Não viro a cara ao país nem viro a cara às pessoas. Tenho bem consciência do que é que as pessoas estão a sofrer neste momento. Eu não viro as costas ao país neste momento de crise e tudo farei para poupar o país a qualquer tipo de crise”, reagiu.

Na mesma entrevista, em relação à situação de impasse negocial entre o Governo e o Bloco de Esquerda e o PCP, o primeiro-ministro considerou que “todos reconhecem” que a proposta orçamental do executivo “não tem nenhum retrocesso quanto aos progressos alcançados desde 2015″.

“Tem uma rutura clara com qualquer estratégia austeritária de resposta à crise, tem uma componente social e de preocupação com o rendimento das famílias e com a proteção do emprego muito forte. Portanto, tenho dificuldade em compreender como é que à esquerda haverá uma oposição global a este Orçamento”, disse, aqui numa clara advertência a bloquistas e comunistas.

Ao longo dos últimos dias, o primeiro-ministro tem deixado vários avisos aos parceiros parlamentares de esquerda do PS, sobretudo ao Bloco de Esquerda, força política que admite votar contra a proposta de Orçamento logo na generalidade caso o Governo não ceda em matérias como os despedimentos, o Novo Banco e âmbito do novo apoio social.

Costa tem afirmado que o limite nas negociações “é o bom senso e aquilo que é razoável”, advertindo que a prioridade “não pode passar pela proibição dos despedimentos, mas pelos apoios à manutenção do emprego”.

Sobre o Novo Banco, Costa reitera que os contribuintes não vão financiá-lo indiretamente, através do Fundo de Resolução, como tem acontecido nos últimos anos.

No domingo, durante um encontro digital promovido pelo PS, o secretário-geral socialista advertiu que “há um grau de indefinição” em relação ao Orçamento que “não é saudável para o país”. “Este Orçamento só chumba se o Bloco de Esquerda e o PCP somarem os seus votos à direita”, frisou.

“É bom que haja avanços”

Em entrevista à Rádio Observador, a coordenadora do Bloco de Esquerda, Catarina Martins, deixou um aviso: “É bom que hoje haja avanços. Estamos a trabalhar para isso”.

Sobre a nova prestação social para quem perdeu rendimentos durante a crise pandémica, uma das prioridades do partido, Catarina Martins recorda que o Bloco já cedeu e aceitou a imposição de uma condição de recursos.

Porém, entende que o Governo tem de ir mais longe: aumentar o valor da prestação e o tempo de duração do apoio de seis meses para um ano. “Não podemos dizer às pessoas que isto vai ficar resolvido porque não vai”, disse.
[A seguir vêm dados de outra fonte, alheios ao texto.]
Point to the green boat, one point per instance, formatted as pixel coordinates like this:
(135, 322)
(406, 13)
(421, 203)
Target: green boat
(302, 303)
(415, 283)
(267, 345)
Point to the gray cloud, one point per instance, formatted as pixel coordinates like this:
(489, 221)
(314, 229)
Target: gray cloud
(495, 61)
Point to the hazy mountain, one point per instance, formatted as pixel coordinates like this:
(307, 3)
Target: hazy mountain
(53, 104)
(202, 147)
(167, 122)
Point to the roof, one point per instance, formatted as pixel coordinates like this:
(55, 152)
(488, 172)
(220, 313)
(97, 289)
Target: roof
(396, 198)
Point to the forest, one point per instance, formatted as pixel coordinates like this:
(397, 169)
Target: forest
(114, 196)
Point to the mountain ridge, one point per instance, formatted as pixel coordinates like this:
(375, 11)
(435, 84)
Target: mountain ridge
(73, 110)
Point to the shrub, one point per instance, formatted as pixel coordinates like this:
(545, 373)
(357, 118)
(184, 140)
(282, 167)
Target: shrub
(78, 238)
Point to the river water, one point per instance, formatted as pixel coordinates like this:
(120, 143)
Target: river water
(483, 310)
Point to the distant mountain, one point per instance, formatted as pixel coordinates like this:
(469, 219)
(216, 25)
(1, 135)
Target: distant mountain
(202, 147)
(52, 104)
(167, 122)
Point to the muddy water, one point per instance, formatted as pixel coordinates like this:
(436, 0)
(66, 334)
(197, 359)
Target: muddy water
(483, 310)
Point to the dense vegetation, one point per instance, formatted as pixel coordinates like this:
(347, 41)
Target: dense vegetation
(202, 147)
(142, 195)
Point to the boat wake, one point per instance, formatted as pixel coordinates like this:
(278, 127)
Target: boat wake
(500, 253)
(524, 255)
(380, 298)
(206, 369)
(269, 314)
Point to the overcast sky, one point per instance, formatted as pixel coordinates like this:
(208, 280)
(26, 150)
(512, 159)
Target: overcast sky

Quanto ao reforço do Serviço Nacional de Saúde (SNS), Catarina Martins entende que o Governo tem assegurar incentivos à exclusividade dos médicos e outros profissionais de saúde. “Se queremos que os médicos e outros profissionais estejam no SNS temos de lhe pagar a dedicação plena“, disse.

“Temos de ser mais ambiciosos”, diz PAN

Em declarações ao ECO, Inês Sousa Real, líder parlamentar do PAN, disse que a reunião desta terça-feira com o primeiro-ministro será “muito importante”.

“Está tudo em aberto relativamente ao sentido de voto“, garante a deputada do PAN. O sentido de voto só será decidido após esta reunião com o Governo num encontro da comissão política nacional do partido, ainda sem data marcada.

Inês Sousa Real argumentou que a “crise exige um esforço para que se possa estar à mesa das negociações”. O foco das negociações está agora na parte da especialidade: “Na especialidade temos de ser mais ambiciosos“.

Apesar de reconhecer a abertura do Governo para negociar, o PAN critica que tal, na prática, não se traduza no acolhimento de medidas. Por exemplo, o Executivo mostrou abertura para criar uma taxa sobre as máscaras descartáveis, mas a proposta não consta da proposta entregue no Parlamento.

Inês Sousa Real concluiu que “o Orçamento é muito pouco ambicioso na viragem para preocupações ambientais e ecológicas“. Para o PAN, há várias áreas em falta: o fim da isenção do ISP, a revisão das PPP rodoviárias, a renegociação do contrato do Novo Banco, a resposta da saúde e temas como a habitação, o combate à pobreza e a eficiência energética.